Паренька… паренька… да, именно паренек он и был тогда, после школы — с длинными, копнящимися на загривке волосами, худыми, но очень мускулистыми руками — вот тогда после школы, а точнее, после провала на экзаменах в институт, он и начал свою трудовую, так сказать, жизнь с веселой работенки: исполнял, что велят, бежал, куда прикажут. Это ему хорошо помнится.
А еще хорошо помнится, как ехали они в поезде, и была летняя теплая ночь, и окна были растворены, ветер галдел, соединяя в своем шуме паровозные гудки, чьи-то песни то ли в соседних вагонах, то ли где-то на станциях, мимо которых проносились они, не останавливаясь. «Дорога… нас в дальние дали зовет», а их поезд вез в Тихгород, и они сидели втроем — он, Вита и еще один мальчишка из параллельного класса, как-то жалко прижавшись друг к другу. Тот мальчишка и Рустем сдавали на стройфак и получили сразу же по тройке, а Вита в университет, на искусствоведческий, и у него не было ни одной тройки, но и он не прошел, и они, двое, сочувствовали ему…
Язви ее, как несется жизнь, а? И вот уже тебе что-то стало казаться, что прежде, в ваши времена, все было как-то не так… ну, с полной определенностью и не скажешь, как именно, а как-то лучше.
Ты только не печалься, старик, а пройди, пока не принял смену, пройди и глянь по цеху, по участкам и отделениям, пройди, где прошли в общем-то не совсем уж плохо твои десять трудовых годков.
Так… Здесь ты копоть оттирал с окон, оттер и бежал к мастеру — а чо еще, Ван Ваныч? Прежде чем бежать, ты останавливался и глазел ошарашенно на огромную, тянущуюся на сто метров туннельную печь: из каждых двадцати пяти топок выбивается пламя, ну, пламя, огонь — и все, тебе еще и не мерещится то время, когда ты увидишь — это пламя красное, с мутноватым отливом, а это шумное, рвет себя на части, а то голубое, а то чистое-пречистое. И не мерещится то время, когда ты стоишь у крайней, начальной, позиции печи, к тебе подходит знаменитый Галкин и, кивнув на пламя, спрашивает: какая температура? И ты угадываешь, ты, черт возьми, почти наверняка говоришь, какая температура на этой позиции!

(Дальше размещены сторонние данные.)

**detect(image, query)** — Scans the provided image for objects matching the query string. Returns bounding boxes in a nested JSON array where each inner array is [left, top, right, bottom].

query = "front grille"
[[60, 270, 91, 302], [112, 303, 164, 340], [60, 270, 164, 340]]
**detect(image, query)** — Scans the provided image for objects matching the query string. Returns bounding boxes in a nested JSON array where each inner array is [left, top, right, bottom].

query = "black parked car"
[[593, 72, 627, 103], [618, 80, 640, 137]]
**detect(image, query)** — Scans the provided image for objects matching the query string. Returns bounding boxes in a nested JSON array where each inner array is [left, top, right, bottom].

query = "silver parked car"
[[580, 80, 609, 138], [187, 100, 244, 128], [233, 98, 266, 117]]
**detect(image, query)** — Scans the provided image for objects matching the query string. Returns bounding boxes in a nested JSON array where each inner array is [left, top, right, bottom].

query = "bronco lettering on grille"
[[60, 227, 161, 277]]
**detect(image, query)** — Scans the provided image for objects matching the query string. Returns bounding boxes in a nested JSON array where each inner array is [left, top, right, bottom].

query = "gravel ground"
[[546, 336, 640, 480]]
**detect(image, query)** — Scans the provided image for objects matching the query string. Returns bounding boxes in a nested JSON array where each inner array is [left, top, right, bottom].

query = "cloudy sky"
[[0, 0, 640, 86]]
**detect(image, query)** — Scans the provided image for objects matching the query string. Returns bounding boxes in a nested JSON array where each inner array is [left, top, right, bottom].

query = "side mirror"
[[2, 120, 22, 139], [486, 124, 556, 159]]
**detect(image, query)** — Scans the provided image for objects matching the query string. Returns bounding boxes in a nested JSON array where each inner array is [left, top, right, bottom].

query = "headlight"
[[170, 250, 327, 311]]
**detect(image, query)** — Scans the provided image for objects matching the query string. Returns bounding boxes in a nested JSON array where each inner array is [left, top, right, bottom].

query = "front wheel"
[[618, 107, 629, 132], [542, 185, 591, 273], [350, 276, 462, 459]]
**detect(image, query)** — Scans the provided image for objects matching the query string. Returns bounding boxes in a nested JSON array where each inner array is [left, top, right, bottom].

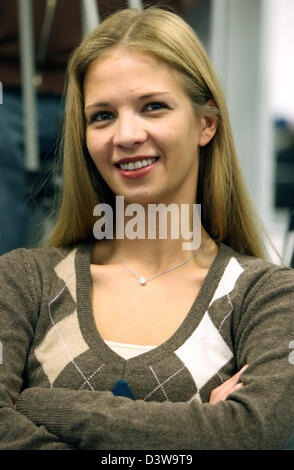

А вот формовочный участок, старина, и тебе здесь не хотелось работать, не потому, что здесь и горячо, и пыльно, и тяжко, а хотелось туда, к печи, но Галкин сказал: уважающему себя спецу надо э т о знать. И ты узнавал, почем фунт лиха.
В сушильное отделение ты пошел с охотой, но опять-таки не потому, что на формовке и горячо, и пыльно, и тяжко, а — поближе к печи. Отсюда ты отправлял изоляторы на подвесных вагонетках к глазуровочной машине… Вот это единственное место, где ты не работал, тут женщины — окунают изоляторы в глазурь и ставят на стеллажи. А уж тут, со стеллажей на открытые площадки вагонеток, отправляющихся внутрь туннельной печи, ты ставил, переставил бог весть сколько тысяч изоляторов. Ты был не то чтобы самым отменным ставильщиком, но говорят, потом, когда ты ушел, дела здесь шли чуть хуже, чем при тебе.